Conventional wisdom when assessing a potential acquisition is to highly value long customer contracts aka contracted revenue. The idea being is that customers are locked in for the period of the contract and therefore the revenues are assured, and risk of revenue reduction is removed.
This is true. In theory.
Have you ever experienced a customer who is 1-year into a 5-year contract that they do not want to be in? It’s not fun and the reality is, you do not want that customer in your business. They will spit, fight and claw their way out of that contract. The effort and pain of having to do battle with the customer day in and day out when they are trying to trip you up to squirm out of the contract is exhausting; the potential for reputational damage is not worth it. Further, contracted revenue is often a small portion of the average monthly spend so even if the contract remains, there will be a much lower spend then that customer historically had. Much better to agree a settlement with the customer to release them from their contract early and bank some cost-free revenue from them as compensation.

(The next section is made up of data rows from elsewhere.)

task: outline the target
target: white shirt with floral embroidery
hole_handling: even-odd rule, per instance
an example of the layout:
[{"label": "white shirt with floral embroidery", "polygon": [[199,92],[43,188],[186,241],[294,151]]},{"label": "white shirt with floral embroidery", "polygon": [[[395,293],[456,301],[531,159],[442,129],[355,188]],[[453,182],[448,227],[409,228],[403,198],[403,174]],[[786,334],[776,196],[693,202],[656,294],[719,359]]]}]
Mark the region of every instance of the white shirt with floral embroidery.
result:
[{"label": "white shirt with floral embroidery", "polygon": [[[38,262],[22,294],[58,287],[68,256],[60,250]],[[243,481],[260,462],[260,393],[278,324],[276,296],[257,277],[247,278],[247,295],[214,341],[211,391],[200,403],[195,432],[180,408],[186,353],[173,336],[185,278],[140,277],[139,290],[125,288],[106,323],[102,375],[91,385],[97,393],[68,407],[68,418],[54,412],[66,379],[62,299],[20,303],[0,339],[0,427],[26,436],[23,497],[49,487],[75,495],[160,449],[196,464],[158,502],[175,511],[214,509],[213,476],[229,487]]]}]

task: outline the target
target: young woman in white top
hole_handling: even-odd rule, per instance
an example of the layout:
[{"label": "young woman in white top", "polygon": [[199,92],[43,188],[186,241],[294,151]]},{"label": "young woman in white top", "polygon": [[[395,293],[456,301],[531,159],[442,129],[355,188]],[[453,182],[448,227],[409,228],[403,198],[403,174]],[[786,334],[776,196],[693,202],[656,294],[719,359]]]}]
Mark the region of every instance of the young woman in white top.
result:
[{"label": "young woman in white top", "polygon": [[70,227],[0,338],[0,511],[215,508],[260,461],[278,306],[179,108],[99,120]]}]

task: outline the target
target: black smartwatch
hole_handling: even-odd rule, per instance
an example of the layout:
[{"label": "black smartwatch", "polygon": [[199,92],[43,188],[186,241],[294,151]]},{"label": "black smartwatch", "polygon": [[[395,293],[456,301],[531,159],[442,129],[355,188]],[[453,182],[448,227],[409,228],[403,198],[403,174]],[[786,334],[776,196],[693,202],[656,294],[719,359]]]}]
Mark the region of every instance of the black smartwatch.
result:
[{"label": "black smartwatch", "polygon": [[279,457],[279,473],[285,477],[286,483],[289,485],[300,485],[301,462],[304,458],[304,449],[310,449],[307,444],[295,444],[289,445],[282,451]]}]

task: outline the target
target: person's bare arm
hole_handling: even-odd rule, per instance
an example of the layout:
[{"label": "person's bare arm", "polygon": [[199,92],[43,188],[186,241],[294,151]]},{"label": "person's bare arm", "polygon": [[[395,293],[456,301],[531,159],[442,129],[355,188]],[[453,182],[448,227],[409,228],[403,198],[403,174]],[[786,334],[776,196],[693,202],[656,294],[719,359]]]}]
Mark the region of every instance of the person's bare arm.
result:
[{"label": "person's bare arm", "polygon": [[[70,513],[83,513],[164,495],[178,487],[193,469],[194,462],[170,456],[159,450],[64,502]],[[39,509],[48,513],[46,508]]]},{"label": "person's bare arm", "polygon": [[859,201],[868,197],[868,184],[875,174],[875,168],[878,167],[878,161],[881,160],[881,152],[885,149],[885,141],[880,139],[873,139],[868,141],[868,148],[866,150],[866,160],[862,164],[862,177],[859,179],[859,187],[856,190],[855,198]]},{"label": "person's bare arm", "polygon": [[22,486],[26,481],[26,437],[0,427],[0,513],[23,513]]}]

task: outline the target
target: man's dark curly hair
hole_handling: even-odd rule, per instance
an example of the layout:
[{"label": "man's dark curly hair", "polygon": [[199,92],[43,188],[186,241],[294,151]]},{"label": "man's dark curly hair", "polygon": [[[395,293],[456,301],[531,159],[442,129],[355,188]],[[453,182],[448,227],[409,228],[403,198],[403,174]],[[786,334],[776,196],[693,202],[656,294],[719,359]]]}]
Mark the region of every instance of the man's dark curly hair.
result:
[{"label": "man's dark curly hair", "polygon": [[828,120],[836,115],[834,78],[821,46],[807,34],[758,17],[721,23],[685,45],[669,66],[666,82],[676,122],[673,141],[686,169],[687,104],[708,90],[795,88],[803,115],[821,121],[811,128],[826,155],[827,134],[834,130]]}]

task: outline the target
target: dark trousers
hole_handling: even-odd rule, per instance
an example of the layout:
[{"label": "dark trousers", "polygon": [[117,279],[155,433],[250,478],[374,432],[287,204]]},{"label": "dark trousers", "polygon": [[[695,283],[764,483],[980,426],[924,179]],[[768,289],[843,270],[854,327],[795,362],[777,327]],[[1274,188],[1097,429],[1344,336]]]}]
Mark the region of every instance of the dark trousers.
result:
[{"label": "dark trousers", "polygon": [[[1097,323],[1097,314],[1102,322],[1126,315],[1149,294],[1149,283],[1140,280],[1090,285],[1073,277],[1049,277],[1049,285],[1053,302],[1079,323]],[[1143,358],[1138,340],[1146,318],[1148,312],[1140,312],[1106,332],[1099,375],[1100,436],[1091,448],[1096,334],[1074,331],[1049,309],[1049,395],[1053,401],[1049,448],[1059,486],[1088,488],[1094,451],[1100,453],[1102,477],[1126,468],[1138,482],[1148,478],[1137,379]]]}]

We recently acquired a business where all the customers are on the 3-month rolling contracts. Based solely on customer contract analysis, we should have run a mile. But the customers are posting very high NPS scores (a leading indicator) and very low customer churn (a lagging indicator). So it really didn’t matter about the contract length: the customers are happy and are not leaving so the revenue is safe (and growing nicely).
The bottom line is that you should not overvalue customer contracts when assessing acquisitions.